Una cooperativa, InMigrazione, già nel 2014 aveva realizzato un dossier raccogliendo la testimonianza dei braccianti: “Doparsi come schiavi. Un esercito di braccianti indiani sikh sfruttati e costretti a doparsi per sopportare la fatica dei campi e le violenze dei “padroni”, a pochi chilometri dalla Capitale”. Una forma di doping, che preoccupa molto la comunità, vissuto con vergogna dai lavoratori di origine sikh perché contrario alla loro religione e cultura ma che per tanti di loro è l’unico modo per sopravvivere ai ritmi di lavoro insostenibili. Sono almeno 30mila, vivono in alloggi fatiscenti e sovraffollati, come ha dimostrato poche settimane fa un focolaio di covid proprio a Sabaudia che ha coinvolto molti di loro. Lavorano anche 12 ore al giorno nei campi a margine del Parco nazionale del Circeo dove invece la Roma bene si crogiola in un incrocio magico di ecosistemi, biodiversità, storia, leggende. «Un lavoro usurante fatto anche sette giorni su sette sotto il sole cocente come sotto la pioggia.

Una routine dello sfruttamento continua che genera frustrazione, prepotenze e un lucroso business in mano a spregiudicati sfruttatori e a volte anche a neoschiavisti e ma osi. La sera la schiena, il collo e le mani che fanno male, gli occhi arrossati dal sudore, dalla terra e in alcuni periodi dell’anno anche da pesticidi usati senza le dovute precauzioni e cautele; eppure non ci si può fermare», si legge nel dossier. Già sette anni fa era chiaro che il traffico è saldamente in mano a trafficanti italiani, “la sostanza” come la chiamano gli indiani li spinge anche a cercarla al mercato dell’eroina di CastelVolturno.
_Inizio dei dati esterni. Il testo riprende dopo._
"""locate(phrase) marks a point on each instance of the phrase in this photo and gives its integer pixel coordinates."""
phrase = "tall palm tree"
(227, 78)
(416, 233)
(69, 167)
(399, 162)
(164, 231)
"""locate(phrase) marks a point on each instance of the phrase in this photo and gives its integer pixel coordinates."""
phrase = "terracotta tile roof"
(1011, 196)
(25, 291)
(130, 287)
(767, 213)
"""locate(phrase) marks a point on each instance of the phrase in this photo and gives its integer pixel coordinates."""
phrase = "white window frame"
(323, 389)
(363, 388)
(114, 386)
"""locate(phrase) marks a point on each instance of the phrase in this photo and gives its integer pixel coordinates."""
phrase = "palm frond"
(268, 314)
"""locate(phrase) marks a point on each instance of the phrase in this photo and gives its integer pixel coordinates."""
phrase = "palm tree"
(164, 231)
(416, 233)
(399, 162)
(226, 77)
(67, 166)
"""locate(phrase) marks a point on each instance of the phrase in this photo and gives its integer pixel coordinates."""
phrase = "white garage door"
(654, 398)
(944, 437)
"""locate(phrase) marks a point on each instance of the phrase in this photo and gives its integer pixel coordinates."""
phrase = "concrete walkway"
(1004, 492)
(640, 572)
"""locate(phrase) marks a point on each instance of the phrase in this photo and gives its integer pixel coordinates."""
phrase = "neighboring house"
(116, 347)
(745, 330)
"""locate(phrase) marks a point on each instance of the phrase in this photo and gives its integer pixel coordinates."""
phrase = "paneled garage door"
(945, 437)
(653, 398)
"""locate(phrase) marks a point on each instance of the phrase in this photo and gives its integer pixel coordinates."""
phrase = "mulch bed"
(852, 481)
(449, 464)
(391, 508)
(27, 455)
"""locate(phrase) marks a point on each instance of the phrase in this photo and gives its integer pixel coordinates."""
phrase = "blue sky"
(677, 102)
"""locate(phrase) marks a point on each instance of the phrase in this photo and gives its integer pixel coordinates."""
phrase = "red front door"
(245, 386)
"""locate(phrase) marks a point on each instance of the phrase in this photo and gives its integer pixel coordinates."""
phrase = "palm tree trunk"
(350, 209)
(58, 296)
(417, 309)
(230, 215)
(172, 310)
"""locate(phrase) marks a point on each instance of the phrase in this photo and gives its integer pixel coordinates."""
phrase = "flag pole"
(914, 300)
Nata come associazione, dal 2015, InMigrazione è diventata cooperativa per sperimentare progetti e innovative metodologie per concretizzare percorsi d’aiuto efficaci con e verso i migranti in situazioni di disagio. Esperienze concrete che sappiano diventare buone pratiche riproducibili, per contribuire a migliorare quel sistema di accoglienza e inclusione sociale degli stranieri.